March 19 (Reuters) - Lawmakers in a EU parliamentary committee on Tuesday voted to extend the exclusivity period for new medicines compared to an initial draft, seeking to address concerns expressed across the bloc's pharma industry as part of a wider regulatory overhaul.
Committee members adopted the draft position published earlier this month before a final plenary vote scheduled for April 11 by a large majority.
Lawmakers will then need to strike a deal with member states which have not yet agreed on a joint stance.
The EU Parliament aims to set baseline data protection to 7.5 years with one extra year of incentives if the medication meets unmet needs, and if clinical trials are held in the EU.
This is softer than the EU Commission's initial proposal to reduce the period to six years, from eight currently, to boost competition as European pharmaceutical research and development is falling behind non-European rivals according to critics.
The new legislation aims to slash the time it takes to approve new medicine, incentivise production of medicines for antibiotic-resistant bacteria, improve patient access and "future-proof" the rules to account for technological leaps like artificial intelligence.

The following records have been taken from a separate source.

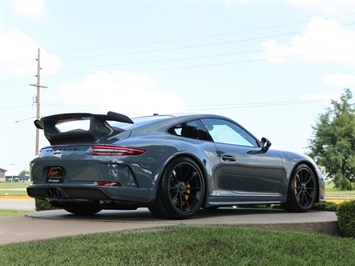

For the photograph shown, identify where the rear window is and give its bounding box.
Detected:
[108,115,172,130]
[55,117,90,133]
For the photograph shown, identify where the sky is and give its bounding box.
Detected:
[0,0,355,175]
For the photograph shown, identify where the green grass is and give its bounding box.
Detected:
[0,209,31,217]
[0,225,355,266]
[0,182,31,196]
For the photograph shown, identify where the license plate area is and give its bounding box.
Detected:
[47,166,64,183]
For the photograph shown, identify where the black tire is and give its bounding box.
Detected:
[149,157,205,219]
[63,202,102,216]
[282,164,318,212]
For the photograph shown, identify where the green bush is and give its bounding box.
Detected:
[35,199,60,211]
[336,200,355,237]
[313,202,339,212]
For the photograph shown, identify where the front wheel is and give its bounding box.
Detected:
[149,157,205,219]
[283,164,318,212]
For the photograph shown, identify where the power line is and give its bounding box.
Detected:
[28,48,48,155]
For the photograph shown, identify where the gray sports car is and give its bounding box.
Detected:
[27,112,325,219]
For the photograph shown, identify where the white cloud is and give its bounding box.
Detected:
[262,18,355,65]
[299,94,340,102]
[0,29,61,75]
[57,71,186,116]
[325,73,355,88]
[11,0,47,19]
[287,0,354,15]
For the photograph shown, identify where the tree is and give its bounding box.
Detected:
[308,89,355,190]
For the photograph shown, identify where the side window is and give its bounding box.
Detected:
[168,120,212,141]
[201,119,259,147]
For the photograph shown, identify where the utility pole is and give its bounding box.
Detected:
[28,48,48,155]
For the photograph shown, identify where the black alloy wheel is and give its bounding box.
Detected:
[283,164,318,212]
[149,157,205,219]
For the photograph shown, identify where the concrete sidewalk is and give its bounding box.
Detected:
[0,208,339,245]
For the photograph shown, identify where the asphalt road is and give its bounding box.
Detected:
[0,197,35,211]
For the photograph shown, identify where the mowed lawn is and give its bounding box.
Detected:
[0,225,355,266]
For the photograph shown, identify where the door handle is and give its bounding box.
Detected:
[222,154,237,162]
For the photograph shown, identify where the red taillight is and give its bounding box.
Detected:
[90,145,145,156]
[97,181,122,187]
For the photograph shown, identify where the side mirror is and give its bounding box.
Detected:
[261,138,272,152]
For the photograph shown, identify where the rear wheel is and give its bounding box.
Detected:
[283,164,318,212]
[149,157,205,219]
[63,202,102,215]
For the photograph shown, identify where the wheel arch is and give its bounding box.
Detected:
[288,160,320,202]
[154,152,209,206]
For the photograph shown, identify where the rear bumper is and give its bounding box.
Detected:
[27,184,153,206]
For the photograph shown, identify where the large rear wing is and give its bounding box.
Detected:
[34,112,133,145]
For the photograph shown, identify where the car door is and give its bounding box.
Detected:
[202,119,285,197]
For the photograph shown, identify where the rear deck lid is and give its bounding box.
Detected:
[34,112,133,145]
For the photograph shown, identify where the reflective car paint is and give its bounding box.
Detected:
[27,112,325,218]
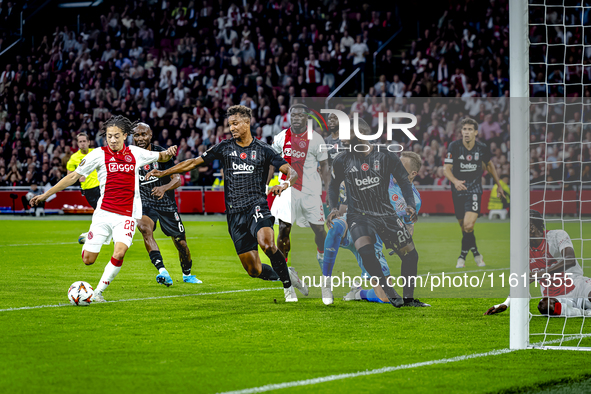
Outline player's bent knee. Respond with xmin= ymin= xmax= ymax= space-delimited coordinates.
xmin=398 ymin=243 xmax=415 ymax=257
xmin=246 ymin=267 xmax=262 ymax=278
xmin=260 ymin=242 xmax=277 ymax=256
xmin=464 ymin=223 xmax=474 ymax=233
xmin=82 ymin=250 xmax=97 ymax=265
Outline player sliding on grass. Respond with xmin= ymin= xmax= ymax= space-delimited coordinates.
xmin=133 ymin=123 xmax=201 ymax=286
xmin=31 ymin=116 xmax=176 ymax=302
xmin=328 ymin=119 xmax=419 ymax=308
xmin=146 ymin=105 xmax=298 ymax=302
xmin=443 ymin=118 xmax=505 ymax=268
xmin=484 ymin=210 xmax=591 ymax=317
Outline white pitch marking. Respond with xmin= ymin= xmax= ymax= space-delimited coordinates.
xmin=220 ymin=349 xmax=513 ymax=394
xmin=0 ymin=237 xmax=201 ymax=247
xmin=219 ymin=335 xmax=591 ymax=394
xmin=0 ymin=287 xmax=278 ymax=312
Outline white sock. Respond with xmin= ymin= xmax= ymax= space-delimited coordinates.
xmin=96 ymin=262 xmax=121 ymax=294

But Europe's pharmaceutical industry has been critical of the proposal. At issue is the new linking of a medicine's exclusivity period to access across all 27 member states, where the length of approval can vary by years.
According to the draft voted by lawmakers on Tuesday, a company would also receive three years of market protection from generics, taking the total exclusivity period to a maximum 11.5 years, down slightly from 12 years initially proposed by the Commission.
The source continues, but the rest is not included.